Pietism is considered the major influence that lead to the creation of the "Evangelical Church of the Union" in Prussia in 1817. The King of Prussia ordered the Lutheran and Reformed churches in Prussia to unite; they took the name "Evangelical," meaning simply "Protestant" in German, as a name both groups had previously identified with. This union movement spread through many German lands in the 1800s. Pietism, with its looser attitude toward confessional theology, had opened the churches to the possibility of uniting. Lutherans who claimed to be more confessionally-strict dissented from the union movement; many immigrated to the American Midwest and formed the Lutheran Church—Missouri Synod, and to Australia, where they formed the Lutheran Church of Australia. (Many immigrants to America agreed with the union movement and formed German Evangelical congregations, later to be gathered as the Evangelical Synod of North America, which is now a part of the United Church of Christ.)
Pietism did not die out in the eighteenth century, but was alive and active in the Evangelische Kirchenverein des Westen (later German Evangelical Church and still later the Evangelical and Reformed Church). The church president from 1901 to 1914, was Dr.
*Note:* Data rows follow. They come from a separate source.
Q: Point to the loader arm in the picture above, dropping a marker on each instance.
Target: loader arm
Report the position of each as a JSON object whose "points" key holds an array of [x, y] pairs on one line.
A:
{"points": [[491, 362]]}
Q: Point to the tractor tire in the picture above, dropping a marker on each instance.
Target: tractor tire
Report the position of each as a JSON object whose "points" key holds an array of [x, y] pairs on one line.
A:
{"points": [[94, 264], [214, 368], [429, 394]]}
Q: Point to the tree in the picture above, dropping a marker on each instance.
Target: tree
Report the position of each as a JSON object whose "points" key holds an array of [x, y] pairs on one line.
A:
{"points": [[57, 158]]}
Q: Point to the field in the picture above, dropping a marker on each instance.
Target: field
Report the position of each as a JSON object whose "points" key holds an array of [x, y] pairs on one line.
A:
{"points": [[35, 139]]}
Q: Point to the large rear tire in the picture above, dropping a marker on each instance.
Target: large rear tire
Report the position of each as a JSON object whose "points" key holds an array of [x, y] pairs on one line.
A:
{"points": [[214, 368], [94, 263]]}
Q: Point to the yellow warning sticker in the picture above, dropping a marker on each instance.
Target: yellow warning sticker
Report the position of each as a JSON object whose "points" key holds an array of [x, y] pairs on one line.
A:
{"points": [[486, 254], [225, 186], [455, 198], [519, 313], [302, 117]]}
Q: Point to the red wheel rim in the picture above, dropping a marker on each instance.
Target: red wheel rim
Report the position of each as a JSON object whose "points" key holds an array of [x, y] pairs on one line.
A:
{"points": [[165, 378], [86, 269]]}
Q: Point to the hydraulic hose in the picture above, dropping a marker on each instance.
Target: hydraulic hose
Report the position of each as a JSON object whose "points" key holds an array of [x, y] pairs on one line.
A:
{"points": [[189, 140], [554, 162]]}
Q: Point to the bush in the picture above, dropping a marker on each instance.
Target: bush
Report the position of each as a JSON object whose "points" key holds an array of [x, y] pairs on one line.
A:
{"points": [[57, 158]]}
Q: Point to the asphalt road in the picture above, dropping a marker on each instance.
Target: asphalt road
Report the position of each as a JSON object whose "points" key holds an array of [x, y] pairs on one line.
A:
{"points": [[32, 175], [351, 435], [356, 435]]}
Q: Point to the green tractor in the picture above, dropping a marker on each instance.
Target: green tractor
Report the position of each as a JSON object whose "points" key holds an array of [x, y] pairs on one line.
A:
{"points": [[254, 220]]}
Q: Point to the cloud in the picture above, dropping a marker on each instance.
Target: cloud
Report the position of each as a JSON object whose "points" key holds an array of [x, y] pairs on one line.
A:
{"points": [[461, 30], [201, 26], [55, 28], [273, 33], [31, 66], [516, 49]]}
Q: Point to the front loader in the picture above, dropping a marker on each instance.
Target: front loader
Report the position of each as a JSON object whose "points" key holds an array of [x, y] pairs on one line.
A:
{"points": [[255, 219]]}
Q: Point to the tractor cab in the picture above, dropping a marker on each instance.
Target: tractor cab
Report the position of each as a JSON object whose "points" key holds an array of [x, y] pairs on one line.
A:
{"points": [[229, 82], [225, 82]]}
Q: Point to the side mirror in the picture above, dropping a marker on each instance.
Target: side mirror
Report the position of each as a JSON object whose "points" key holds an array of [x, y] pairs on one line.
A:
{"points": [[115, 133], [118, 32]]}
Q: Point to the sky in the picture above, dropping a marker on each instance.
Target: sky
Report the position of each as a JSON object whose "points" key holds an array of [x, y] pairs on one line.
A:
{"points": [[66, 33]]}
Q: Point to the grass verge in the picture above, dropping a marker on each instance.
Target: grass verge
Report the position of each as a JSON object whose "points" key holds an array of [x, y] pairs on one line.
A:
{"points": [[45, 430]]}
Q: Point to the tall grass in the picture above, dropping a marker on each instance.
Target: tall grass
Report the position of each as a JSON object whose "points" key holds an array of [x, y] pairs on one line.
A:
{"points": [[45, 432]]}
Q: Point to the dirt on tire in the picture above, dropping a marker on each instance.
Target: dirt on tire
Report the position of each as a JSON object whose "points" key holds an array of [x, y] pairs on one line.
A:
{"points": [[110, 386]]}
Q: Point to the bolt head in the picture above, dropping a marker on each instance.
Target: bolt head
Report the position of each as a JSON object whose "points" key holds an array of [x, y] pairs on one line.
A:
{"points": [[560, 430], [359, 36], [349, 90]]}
Jakob Pister.
Pietism was a major influence on John Wesley and others who began the Methodist movement in eighteenth century Great Britain, and modern American Methodists and members of the Holiness movement continue to be influenced by Spener and also the Moravian legacy.
In the nineteenth century, there was a revival of confessional Lutheran doctrine, known as the neo-Lutheran movement. This movement focused on a reassertion of the identity of Lutherans as a distinct group within the broader community of Christians, with a renewed focus on the Lutheran Confessions as a key source of Lutheran doctrine. Associated with these changes was a renewed focus on traditional doctrine and liturgy, which paralleled the growth of Anglo-Catholicism in England.
Some writers on the history of Pietism—for example, Heppe and Albrecht Ritschl—have included under it nearly all religious tendencies amongst Protestants of the last three centuries in the direction of a more serious cultivation of personal piety than that prevalent in the various established churches. Ritschl, too, treats Pietism as a retrograde movement of Christian life towards Catholicism. Some historians also speak of a later or modern Pietism, characterizing thereby a party in the German Church which was probably at first influenced by some remains of Spener's Pietism in Westphalia, on the Rhine, in Württemberg, and at Halle, and Berlin.
The party was chiefly distinguished by its opposition to an independent scientific study of theology, its principal theological leader being Hengstenberg, and its chief literary organ the Evangelische Kirchenzeitung.
A term used in Sweden to describe a pietistic (moralistic) approach to life without religion. “We have denied the existence of God but kept the pietistic rules.” Atheistic pietism has been suggested to be one of the characteristics (traits) of the modern day Swedish national spirit. The term is first known to have been used by W.H. Mallock in 1879.